Em 10 de outubro de 2020, com base no artigo 316 do Código de Processo Penal — incluído no “pacote anticrime” por iniciativa de Lafayette de Andrada —, o ministro do STF Marco Aurélio Mello concedeu liberdade a André Oliveira Macedo, conhecido como “André do Rap”, apontado como um dos líderes do Primeiro Comando da Capital (PCC). Após a expedição do alvará de soltura e a ampla repercussão midiática, o Supremo Tribunal Federal foi alvo de duras críticas. No mesmo dia, o então presidente do STF, Luiz Fux, revogou a decisão e determinou novamente a prisão de André do Rap. No entanto, ele já havia fugido e, até o momento (2025), permanece foragido.

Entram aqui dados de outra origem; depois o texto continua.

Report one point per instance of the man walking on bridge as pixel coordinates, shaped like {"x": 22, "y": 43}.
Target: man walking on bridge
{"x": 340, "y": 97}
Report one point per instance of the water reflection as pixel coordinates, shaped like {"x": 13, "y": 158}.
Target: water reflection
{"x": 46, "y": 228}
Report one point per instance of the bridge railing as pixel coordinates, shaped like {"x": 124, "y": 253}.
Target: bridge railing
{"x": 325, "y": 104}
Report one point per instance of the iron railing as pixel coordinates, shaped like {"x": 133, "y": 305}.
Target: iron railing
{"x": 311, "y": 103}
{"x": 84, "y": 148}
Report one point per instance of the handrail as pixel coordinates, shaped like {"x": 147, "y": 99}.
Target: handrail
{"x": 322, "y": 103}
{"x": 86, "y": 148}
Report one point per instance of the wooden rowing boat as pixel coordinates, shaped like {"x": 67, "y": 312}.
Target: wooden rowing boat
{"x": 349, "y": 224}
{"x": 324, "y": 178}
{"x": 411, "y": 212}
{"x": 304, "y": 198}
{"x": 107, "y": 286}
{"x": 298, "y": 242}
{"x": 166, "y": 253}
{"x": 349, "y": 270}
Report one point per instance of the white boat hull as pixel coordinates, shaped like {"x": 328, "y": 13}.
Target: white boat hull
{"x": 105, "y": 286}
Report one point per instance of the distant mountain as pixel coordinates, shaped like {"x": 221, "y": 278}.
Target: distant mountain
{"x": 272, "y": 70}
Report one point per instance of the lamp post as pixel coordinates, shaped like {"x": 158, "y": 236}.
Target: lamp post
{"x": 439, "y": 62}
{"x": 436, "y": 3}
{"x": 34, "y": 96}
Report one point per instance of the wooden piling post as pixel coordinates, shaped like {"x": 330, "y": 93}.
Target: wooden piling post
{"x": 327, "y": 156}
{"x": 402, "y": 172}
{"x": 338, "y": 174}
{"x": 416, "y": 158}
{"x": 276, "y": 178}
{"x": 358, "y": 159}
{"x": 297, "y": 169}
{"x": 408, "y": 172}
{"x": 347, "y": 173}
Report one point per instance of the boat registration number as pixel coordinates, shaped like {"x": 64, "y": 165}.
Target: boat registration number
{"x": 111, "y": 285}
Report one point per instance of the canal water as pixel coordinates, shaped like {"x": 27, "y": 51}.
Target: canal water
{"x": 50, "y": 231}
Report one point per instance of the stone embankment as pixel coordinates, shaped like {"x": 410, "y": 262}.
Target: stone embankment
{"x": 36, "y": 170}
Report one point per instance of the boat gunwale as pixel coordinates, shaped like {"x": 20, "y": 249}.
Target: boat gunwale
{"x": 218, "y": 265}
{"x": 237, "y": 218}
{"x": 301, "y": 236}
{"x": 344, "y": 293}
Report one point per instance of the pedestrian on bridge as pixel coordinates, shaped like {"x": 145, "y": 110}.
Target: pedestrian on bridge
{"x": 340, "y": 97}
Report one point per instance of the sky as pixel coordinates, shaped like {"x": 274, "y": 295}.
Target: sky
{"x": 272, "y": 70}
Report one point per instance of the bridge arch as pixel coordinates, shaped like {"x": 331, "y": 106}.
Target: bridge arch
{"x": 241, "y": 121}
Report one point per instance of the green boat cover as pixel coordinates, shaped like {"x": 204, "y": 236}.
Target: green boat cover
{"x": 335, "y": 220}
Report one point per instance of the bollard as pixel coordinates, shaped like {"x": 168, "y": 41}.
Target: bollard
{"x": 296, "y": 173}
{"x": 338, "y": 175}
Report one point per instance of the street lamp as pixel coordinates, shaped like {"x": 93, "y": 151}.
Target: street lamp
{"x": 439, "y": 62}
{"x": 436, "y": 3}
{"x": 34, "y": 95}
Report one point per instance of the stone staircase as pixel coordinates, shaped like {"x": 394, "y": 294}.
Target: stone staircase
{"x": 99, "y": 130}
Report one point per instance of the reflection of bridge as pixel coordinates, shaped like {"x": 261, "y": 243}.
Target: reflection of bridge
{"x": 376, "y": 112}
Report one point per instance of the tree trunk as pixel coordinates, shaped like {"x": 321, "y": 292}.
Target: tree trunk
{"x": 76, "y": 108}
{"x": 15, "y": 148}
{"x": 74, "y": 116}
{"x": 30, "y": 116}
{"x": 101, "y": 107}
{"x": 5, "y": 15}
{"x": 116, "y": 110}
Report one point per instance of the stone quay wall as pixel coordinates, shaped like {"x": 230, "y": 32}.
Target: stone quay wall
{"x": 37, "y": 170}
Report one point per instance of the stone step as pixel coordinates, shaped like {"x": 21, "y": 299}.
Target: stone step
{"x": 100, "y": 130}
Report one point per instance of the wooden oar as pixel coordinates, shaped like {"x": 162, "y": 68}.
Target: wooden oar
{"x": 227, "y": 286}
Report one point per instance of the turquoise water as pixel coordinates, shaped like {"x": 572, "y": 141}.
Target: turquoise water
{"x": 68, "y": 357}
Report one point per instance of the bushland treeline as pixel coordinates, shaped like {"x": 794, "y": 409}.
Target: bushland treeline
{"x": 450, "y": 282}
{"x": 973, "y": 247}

decisum do ministro Marco Aurélio, em 2020, gerou intenso debate sobre a soltura de um conhecido membro do crime organizado e levantou críticas ao artigo 316 do CPP, incluído por iniciativa do deputado Lafayette de Andrada, bem como de sua pessoa [1].

As críticas vieram, em grande parte, de eleitores da direita, apontando uma incompatibilidade político-ideológica entre a família Bolsonaro e o deputado. Isso porque, além de ser o autor do dispositivo utilizado para fundamentar a soltura, de ofício, de um narcotraficante por um magistrado, Lafayette de Andrada dividia com Flávio Bolsonaro o mesmo partido político.

A controvérsia ganhou ainda mais repercussão quando os eleitores passaram a ver Lafayette não apenas como desalinhado aos ideais do ex-presidente, mas como o responsável pela medida que resultou na impunidade de um narcotraficante. Em contrapartida, o deputado declarou que:

“Repudio com veemência as reportagens veiculadas na imprensa que, por desconhecimento ou malícia, associam a soltura do traficante André de Oliveira Macedo, o André do Rap, a meu nome” […] “Não havia motivo para a soltura de André do Rap. Sou contrário à liberdade para criminosos. Fui autor de várias modificações que endureceram o texto do pacote anticrime. Entre eles, o que dificulta a progressão de regime, o que proíbe a ‘saidinha’ para crimes hediondos, o que amplia a pena para crimes cometidos com armas de uso proibido, entre outros. Esclareço, por fim, que sou daqueles que pensa que lugar de bandido é na cadeia” (UOL, 2020).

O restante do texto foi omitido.